As for momentum,it is the quantum observable associated to the classical one.If you can write the classical Hamiltonian of the system,then u need to apply the second postulate (the postulate of quantization) to it.

Daniel.

 

[masudr]

Yes. I don't think you can understand what momentum in quantum mechanics is unless you understand the whole framework. If you do, you will understand Daniel's answer. If you don't understand the whole framework, then any answer I can think of won't really explain it that much, just give you more words for a concept that you won't understand.

 

[ZapperZ]

I know quantum mechanics is strange, but I'd like to think the strangeness is well defined. So can someone explain exactly what we mean when we talk about the momentum of a quantum particle? The reason I'm confused is that when the particle is in a position eigenstate, it has a definite position. If you take the measurement now, get a value, and then take it again later without disturbing the system in between, you'll get the same value. By Heisenbergs principle, the uncertainty in momentum is infinite. But how can it be that there is any uncertainty in momentum when the particle is sitting perfectly still at the same spot? It's not moving, so what is this momentum it might have?

Also, the usual qualitative way of describing uncertainty, (that you need to shine a very energetic photon to get an accurate position measurement, but that disturbs momentum, etc.) doesn't seem to make sense, because how can you disturb momentum but still maintain a fixed position?

I know I must be thinking about momentum the wrong way, ie, too classically. Because mathematically, position and momentum are completely symmetrical in QM, but intuitively, momentum tells how the position is changing, but position is irrelevant to the momentum.

The issue here isn't the uncertainty in a SINGLE measurement (this is limited to the resolution of your instrument and is NOT the uncertainty in QM). The issue here is your ability to predict the outcome of the next measurement, and the next, and the next, and the next...

When you have made a measurement of the exact position, you destroy your ability (to some degree) to predict what you will get when you measure its momentum. You CAN measure it, and measure it with very high accuracy, but if you prepare an identical system, measure the SAME position, you will see that the momentum value you obtain will vary, and can vary widely! If you do this repeatedly, you will see a very large SPREAD in the value of the momentum. Based on this, you cannot say that you know very well what the NEXT value of momentum is going to be - thus, you have a large uncertainty in predicting the dynamics of the system.

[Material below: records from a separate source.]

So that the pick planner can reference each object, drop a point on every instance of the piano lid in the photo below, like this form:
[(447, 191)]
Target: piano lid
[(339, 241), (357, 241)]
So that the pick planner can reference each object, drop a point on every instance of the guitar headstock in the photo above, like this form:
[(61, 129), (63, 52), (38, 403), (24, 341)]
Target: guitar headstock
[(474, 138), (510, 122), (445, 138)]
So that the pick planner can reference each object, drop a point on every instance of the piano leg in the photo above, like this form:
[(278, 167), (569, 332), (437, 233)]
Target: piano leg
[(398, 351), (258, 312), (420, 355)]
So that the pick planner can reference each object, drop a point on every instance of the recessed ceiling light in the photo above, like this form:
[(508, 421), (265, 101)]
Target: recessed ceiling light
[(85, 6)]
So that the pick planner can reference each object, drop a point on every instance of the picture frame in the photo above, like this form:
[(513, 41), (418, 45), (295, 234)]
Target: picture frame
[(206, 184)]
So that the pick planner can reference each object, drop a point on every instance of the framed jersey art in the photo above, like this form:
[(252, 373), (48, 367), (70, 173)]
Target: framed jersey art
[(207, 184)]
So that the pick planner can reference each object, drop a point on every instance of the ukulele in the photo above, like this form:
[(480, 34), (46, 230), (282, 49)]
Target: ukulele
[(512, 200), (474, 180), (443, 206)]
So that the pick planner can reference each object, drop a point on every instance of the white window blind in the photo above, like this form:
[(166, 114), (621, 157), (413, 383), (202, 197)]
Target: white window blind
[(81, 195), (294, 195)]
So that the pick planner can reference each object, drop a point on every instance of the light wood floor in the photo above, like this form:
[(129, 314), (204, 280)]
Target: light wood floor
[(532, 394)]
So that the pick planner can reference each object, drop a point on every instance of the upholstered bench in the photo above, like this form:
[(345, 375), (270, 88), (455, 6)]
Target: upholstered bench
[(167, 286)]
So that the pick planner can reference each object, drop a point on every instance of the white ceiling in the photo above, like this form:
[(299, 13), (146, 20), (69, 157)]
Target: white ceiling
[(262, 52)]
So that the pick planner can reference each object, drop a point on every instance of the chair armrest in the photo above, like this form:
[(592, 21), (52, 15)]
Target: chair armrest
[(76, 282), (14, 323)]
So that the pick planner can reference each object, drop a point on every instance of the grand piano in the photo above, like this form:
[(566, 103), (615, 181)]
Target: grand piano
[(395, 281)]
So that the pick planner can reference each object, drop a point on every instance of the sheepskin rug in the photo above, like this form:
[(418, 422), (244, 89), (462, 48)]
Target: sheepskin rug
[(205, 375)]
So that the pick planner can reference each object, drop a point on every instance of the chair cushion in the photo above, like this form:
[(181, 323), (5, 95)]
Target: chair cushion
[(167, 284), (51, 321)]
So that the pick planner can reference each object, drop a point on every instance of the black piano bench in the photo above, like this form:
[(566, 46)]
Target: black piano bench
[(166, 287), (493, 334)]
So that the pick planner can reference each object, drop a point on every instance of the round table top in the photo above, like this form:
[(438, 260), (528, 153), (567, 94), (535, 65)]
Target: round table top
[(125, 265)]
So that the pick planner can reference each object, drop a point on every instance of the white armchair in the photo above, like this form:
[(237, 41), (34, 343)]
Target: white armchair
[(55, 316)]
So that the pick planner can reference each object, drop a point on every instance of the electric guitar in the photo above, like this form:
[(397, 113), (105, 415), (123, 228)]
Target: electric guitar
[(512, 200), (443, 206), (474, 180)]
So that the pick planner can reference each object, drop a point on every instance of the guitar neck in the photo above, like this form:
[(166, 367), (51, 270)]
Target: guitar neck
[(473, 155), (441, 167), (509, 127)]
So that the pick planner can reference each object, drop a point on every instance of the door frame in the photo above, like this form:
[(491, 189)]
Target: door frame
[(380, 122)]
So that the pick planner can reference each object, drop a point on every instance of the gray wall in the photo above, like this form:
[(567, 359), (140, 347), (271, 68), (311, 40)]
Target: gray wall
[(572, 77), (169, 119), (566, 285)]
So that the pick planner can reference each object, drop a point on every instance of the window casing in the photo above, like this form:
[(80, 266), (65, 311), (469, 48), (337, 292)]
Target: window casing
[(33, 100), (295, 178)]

Again, I hate being tacky, but I have tackled this misconception about the HUP in one of my Journal entry, where I illustrated this using the single-slit measurement. You may want to read this rather than have me repeat the whole thing here.

Zz.

 

[Antiphon]

Your confusion is soundly motivated. Einstein had similar reservations.

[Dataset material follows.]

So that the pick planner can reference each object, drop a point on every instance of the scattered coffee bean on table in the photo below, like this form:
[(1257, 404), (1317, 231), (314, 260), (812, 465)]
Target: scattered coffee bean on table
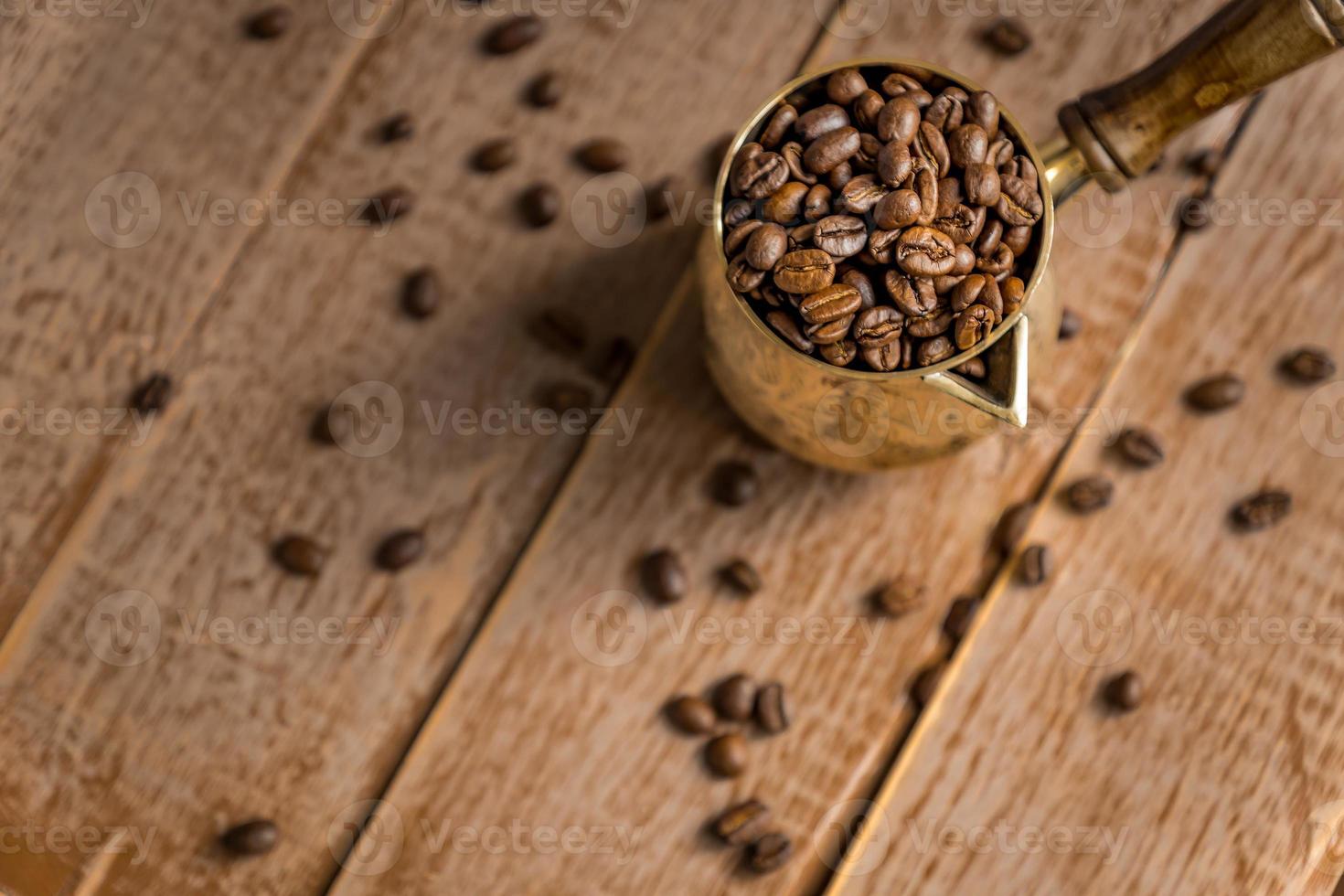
[(742, 824), (664, 577), (772, 709), (1308, 366), (603, 156), (1008, 37), (1035, 564), (734, 698), (254, 837), (1124, 692), (152, 395), (734, 484), (1140, 448), (900, 597), (512, 35), (540, 205), (300, 555), (546, 91), (494, 156), (397, 128), (400, 549), (920, 191), (1263, 509), (1217, 392), (269, 23), (960, 615), (421, 293), (691, 715), (1090, 495), (769, 853), (726, 755)]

He proposed this: You measure the time at which a particle passes
two different detectors, A and B. When it passes B, you now know
what the particle's position AND momentum were all along the way
between A and B.

The problem really IS that you cannot determine momentum and position in
the same place and at the same time.


In QM, momentum is literally determined by measuring the distance
between crests and troughs of the wave function, i.e. the wavelength.

If you have a wave packet which is crammed into one tiny spot AND
the wavelength is about the same size as the spot, you can't count
a lot of crests/troughs, so the momentum cannot be determined accurately.

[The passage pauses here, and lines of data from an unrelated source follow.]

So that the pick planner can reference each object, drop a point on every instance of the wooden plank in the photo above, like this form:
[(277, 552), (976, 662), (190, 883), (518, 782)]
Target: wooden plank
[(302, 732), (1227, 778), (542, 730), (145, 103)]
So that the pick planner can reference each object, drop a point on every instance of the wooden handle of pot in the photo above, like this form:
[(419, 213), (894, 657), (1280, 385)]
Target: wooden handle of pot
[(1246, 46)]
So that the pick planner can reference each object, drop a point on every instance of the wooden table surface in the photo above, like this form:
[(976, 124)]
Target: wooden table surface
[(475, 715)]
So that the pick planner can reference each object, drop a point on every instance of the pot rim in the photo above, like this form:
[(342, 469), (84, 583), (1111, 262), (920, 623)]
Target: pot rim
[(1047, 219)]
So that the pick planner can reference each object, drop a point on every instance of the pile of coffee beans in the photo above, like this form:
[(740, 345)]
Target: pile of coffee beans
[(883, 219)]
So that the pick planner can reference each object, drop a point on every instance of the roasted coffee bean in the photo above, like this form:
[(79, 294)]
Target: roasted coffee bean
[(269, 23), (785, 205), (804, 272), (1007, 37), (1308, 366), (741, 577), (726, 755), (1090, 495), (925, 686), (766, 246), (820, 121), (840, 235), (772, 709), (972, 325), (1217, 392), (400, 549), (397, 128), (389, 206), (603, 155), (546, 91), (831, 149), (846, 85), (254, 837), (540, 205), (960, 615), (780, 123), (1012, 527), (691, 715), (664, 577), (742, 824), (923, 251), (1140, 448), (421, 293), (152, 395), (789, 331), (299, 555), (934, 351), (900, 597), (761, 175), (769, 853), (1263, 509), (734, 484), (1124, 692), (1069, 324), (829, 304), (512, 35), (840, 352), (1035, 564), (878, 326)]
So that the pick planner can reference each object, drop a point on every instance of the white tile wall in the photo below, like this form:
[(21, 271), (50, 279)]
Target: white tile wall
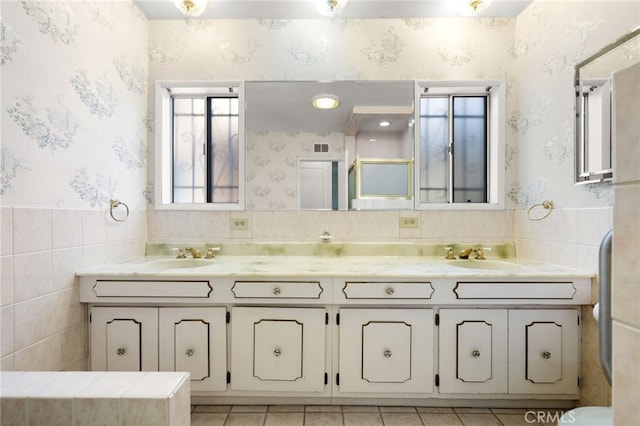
[(43, 323), (626, 246)]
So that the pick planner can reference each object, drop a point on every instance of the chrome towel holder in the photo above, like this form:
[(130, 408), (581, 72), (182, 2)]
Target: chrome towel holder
[(547, 205), (114, 204)]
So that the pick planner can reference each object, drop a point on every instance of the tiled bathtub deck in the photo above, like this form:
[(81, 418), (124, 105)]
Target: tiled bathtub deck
[(299, 415)]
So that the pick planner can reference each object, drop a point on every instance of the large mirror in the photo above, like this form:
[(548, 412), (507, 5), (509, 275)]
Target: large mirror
[(299, 156), (593, 106)]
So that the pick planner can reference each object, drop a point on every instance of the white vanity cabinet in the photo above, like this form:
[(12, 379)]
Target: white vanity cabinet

At the other exteme, knwoing the momentum exactly means having an
infinte number of crests/trhoughs to count. But that means the wave
function is an infinitely long wave in space, so you loose all position
information.


This uncertainty principle is not magical. It happens in a radar when
you try to determine the freqeucy of a very short pulse. If you can only
count a few cycles, you can only determine frequecy with limited accuracy.